Engine Turning Pt 2

As I discussed in my last post about engine turning, I am using a straight line engine in my work.  This post will cover how an straight line engine works in more detail.

Pattern Bar Holder

There were many variations of engines built, however, they all follow the same basic principles in their operation.  There needs to be some sort of headstock to hold the work piece, and there needs to be a tool slide to secure the graver and the guide, which controls the depth of cut.  As the head stock and piece are moved down, the graver is pressed into the material and cuts a line.  A basic engine such as this is typically called a bordering engine, and was used for creating borders on picture frames.  The variation in the patterns that a bordering engine can produce is very limited.

Most straight line engines have a few other critical features that allow them to create an infinite number of patterns.  The first is a pattern bar holder.  Pattern bars can be bolted in place, and using a few adjustments, can be changed to alter the final pattern that is engraved.  It is important that the pattern bar holder is very sturdy, that it allows multiple bars to be held at the same time, and that the bar can be moved up and down independently from the headstock.  My next post on engine turning will discuss the variations created through this important feature.

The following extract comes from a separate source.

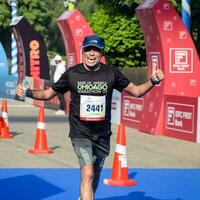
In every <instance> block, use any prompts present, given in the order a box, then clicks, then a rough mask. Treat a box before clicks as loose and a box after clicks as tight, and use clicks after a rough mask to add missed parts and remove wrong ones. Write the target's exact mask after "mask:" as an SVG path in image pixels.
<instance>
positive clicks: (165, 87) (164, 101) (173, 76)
mask: <svg viewBox="0 0 200 200" xmlns="http://www.w3.org/2000/svg"><path fill="white" fill-rule="evenodd" d="M136 12H137V15H138V17H139V21H140V25H141V27H142V30H143V33H144V38H145V47H146V55H147V65H148V68H147V79H149V78H150V75H151V73H152V70H153V69H154V68H156V69H162V70H163V71H164V73H165V79H164V81H162V82H161V84H159V85H158V86H156V87H154V88H153V89H152V90H151V91H150V92H149V93H148V94H147V95H145V97H144V110H143V113H142V117H141V123H140V128H139V129H140V130H141V131H143V132H147V133H151V134H158V135H163V134H165V131H166V130H172V129H174V131H177V135H179V134H180V131H179V129H178V127H177V126H178V124H179V126H181V123H182V129H183V130H185V131H191V130H190V128H189V127H186V124H187V126H190V123H191V122H189V121H187V123H186V121H185V120H186V119H185V120H182V121H181V122H179V121H180V120H179V119H178V118H176V120H175V121H176V126H175V125H174V126H173V125H169V124H168V126H167V128H168V129H166V127H164V124H165V117H166V112H167V111H166V105H165V96H166V95H167V96H170V95H171V96H172V97H173V98H175V97H180V101H179V102H178V103H179V104H182V105H184V104H185V102H184V97H185V98H190V97H191V98H194V99H197V98H198V96H200V90H199V88H200V76H199V74H200V62H199V57H198V54H197V51H196V48H195V45H194V43H193V40H192V38H191V36H190V33H189V32H188V31H187V29H186V27H185V25H184V24H183V22H182V20H181V18H180V16H179V14H178V13H177V12H176V10H175V9H174V8H173V6H172V4H171V3H170V1H169V0H144V1H143V2H142V3H141V4H140V5H139V6H138V7H137V9H136ZM182 100H183V102H181V101H182ZM175 101H176V100H175V99H172V100H171V102H172V103H173V102H175ZM169 107H170V106H169ZM186 108H187V107H186ZM186 108H185V109H186ZM174 109H179V106H178V105H176V106H174ZM171 112H172V110H171ZM195 112H197V110H195ZM195 115H197V113H195ZM149 116H151V120H149ZM190 127H191V126H190ZM179 128H180V127H179ZM175 129H176V130H175ZM168 133H169V131H167V134H168ZM168 135H171V136H172V135H173V136H174V137H175V135H174V134H168ZM173 136H172V137H173ZM177 137H178V136H177ZM179 138H180V137H179ZM181 138H182V139H188V140H192V141H194V138H193V139H191V137H189V136H186V137H184V136H183V137H181Z"/></svg>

The tool slide on the Plant straight line engine has several important upgrades.  The first is an index system for moving the graver from left to right.  Using a ratchet and pawl system along with an adjustable stop, the cutter can be advanced by a known amount between each cut.  Because the human eye is excellent at picking out flaws in repetitive patterns, it is critical to keep the spacing consistent from cut to cut.  A radial adjustment is also a useful addition to the tool holder.  If the work has a curved surface on the edge, such as the side of a case, it is important to keep the graver perpendicular to the surface that it is cutting.  If the graver isn't perpendicular to the surface, one side of the cut will be deeper than the other.

The most important upgrade to the headstock is the radial adjustment.  The most common system to allow radial adjustment of the piece is through a worm gear.  The worm provides very fine control over how many degrees the piece is turned from one cut to the next.  A further improvement is to add a ratchet and pawl system to allow indexed fine control over the radial movement.  In the case of the 14" Plant, each notch on the ratchet wheel moves the piece 1/4 of a degree.  The sunburst patterns created using this upgrade were very popular on cigarette cases and picture frames.